A Kubernetes operator designed to automate the lifecycle of TPU slices within self-managed clusters on Google Compute Engine (GCE).

Overview: What the Controller Does for You

When running self-managed Kubernetes on Google Compute Engine (GCE), provisioning TPU slices manually requires orchestrating multiple GCE APIs, managing complex metadata for hardware discovery, and bootstrapping nodes.

The TPUNodeGroup controller acts as a Kubernetes-native infrastructure operator that automates the complexities of provisioning TPU slices. Unlike standard GCE VMs, TPU slices involve multiple VMs interconnected with a specialized high-speed network, forming a single, atomic unit for large scale ML workloads.

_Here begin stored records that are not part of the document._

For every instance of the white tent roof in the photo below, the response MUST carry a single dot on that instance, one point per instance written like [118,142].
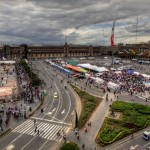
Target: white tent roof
[113,85]
[145,75]
[7,62]
[147,84]
[93,67]
[137,73]
[97,80]
[118,72]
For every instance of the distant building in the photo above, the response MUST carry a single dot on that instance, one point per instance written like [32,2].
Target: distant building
[141,50]
[31,51]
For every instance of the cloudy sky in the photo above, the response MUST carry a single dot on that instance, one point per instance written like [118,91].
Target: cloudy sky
[81,21]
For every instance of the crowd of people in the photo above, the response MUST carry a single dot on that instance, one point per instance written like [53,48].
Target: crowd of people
[130,83]
[29,94]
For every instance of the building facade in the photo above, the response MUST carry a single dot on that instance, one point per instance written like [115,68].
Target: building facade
[30,51]
[141,50]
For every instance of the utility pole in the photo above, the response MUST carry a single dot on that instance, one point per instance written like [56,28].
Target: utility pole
[137,27]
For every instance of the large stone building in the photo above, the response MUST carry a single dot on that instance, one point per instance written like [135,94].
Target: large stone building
[30,51]
[141,50]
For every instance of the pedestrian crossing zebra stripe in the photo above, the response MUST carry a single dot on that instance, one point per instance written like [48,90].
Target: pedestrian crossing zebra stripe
[47,130]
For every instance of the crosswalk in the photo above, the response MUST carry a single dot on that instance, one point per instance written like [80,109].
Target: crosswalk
[46,130]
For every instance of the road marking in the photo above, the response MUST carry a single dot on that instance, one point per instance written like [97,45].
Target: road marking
[10,147]
[53,109]
[46,130]
[63,111]
[146,144]
[59,122]
[133,147]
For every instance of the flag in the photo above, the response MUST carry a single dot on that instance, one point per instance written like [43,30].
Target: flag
[112,35]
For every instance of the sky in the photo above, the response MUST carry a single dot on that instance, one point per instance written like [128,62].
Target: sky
[82,22]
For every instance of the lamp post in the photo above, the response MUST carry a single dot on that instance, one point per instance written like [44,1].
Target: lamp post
[31,74]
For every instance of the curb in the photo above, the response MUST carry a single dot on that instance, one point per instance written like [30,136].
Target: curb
[5,132]
[117,143]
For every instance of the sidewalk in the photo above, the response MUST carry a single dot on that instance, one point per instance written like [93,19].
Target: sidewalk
[96,119]
[14,111]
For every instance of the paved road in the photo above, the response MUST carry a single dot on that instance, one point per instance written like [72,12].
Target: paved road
[57,115]
[136,143]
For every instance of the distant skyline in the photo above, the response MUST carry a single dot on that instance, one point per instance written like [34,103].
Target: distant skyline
[81,21]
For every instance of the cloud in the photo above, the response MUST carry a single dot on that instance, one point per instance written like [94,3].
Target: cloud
[82,21]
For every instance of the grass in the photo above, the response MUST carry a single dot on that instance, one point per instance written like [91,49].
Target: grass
[134,117]
[69,146]
[89,104]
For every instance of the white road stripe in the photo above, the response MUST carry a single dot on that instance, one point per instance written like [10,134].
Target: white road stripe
[48,131]
[23,124]
[53,133]
[48,135]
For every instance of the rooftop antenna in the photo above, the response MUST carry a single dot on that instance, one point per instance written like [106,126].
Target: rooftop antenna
[65,39]
[137,27]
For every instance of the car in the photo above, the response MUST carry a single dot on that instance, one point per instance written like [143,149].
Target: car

From your perspective, you simply provide a TPUNodeGroup CR declaring your desired TPU shape. Behind the scenes, the controller will:

  1. Abstract GCE Complexity: To properly provision TPUs, the controller automatically creates three critical GCE resources on your behalf:
    • GCE Workload Policy: Responsible for specifying the physical properties of the underlying infrastructure. For multi-host slices, this policy specifies the acceleratorTopology (e.g., 4x4x4), which tells Google's data centers exactly how to physically wire the TPU chips together using high-speed Inter-Chip Interconnects (ICI).
    • Instance Template: Defines the VM configuration (machine type, image, disks, metadata, etc.) used by the Managed Instance Group.
    • Managed Instance Group (MIG): Responsible for actually provisioning and managing the lifecycle of the Virtual Machines. For multi-host slices, users must explicitly configure targetSizePolicyMode: "BULK" in the TPUNodeGroup CR. The controller then configures the MIG to use "bulk mode", which guarantees atomic provisioning. This ensures GCE will only create the VMs if it can successfully allocate the entire slice at once, preventing partial, unusable setups.
  2. Inject TPU Metadata: Automatically inject TPU configuration metadata needed by the TPU Device Plugin (like kube-labels and accelerator_topology_id) into the VMs via the MIG.
  3. Secure "Pull-Model" Bootstrapping: To handle long GCE provisioning times (where standard short-lived kubeadm tokens might expire), the controller implements a Pull Model. Instead of injecting tokens at VM creation, the controller waits for the VM state to be RUNNING, then injects a dynamic, short-lived join token into Instance Metadata. A startup script on the VM polls for this token, ensuring a secure and reliable cluster join even after extended provisioning delays. (Note: This feature is primarily provided to facilitate rapid prototyping and testing. For production environments, it is expected that users will leverage their existing mechanisms for node bootstrapping, such as custom OS images or configuration management tools).
  4. Deploy the TPU Device Plugin: The controller automatically deploys a streamlined, open-source TPU device plugin to your cluster as a DaemonSet. This plugin acts as the bridge between the raw TPU hardware and the Kubernetes scheduler. It discovers the attached TPU chips, registers them as schedulable resources (e.g., google.com/tpu), and handles local hardware health monitoring.
  5. Handle Graceful Teardown: When the TPUNodeGroup CR is deleted, the controller orchestrates a graceful teardown using a Kubernetes Finalizer. It cordons the nodes, deletes the GCE resources (MIG, Instance Template, and Workload Policy) in reverse order, and removes stale Node objects from the cluster.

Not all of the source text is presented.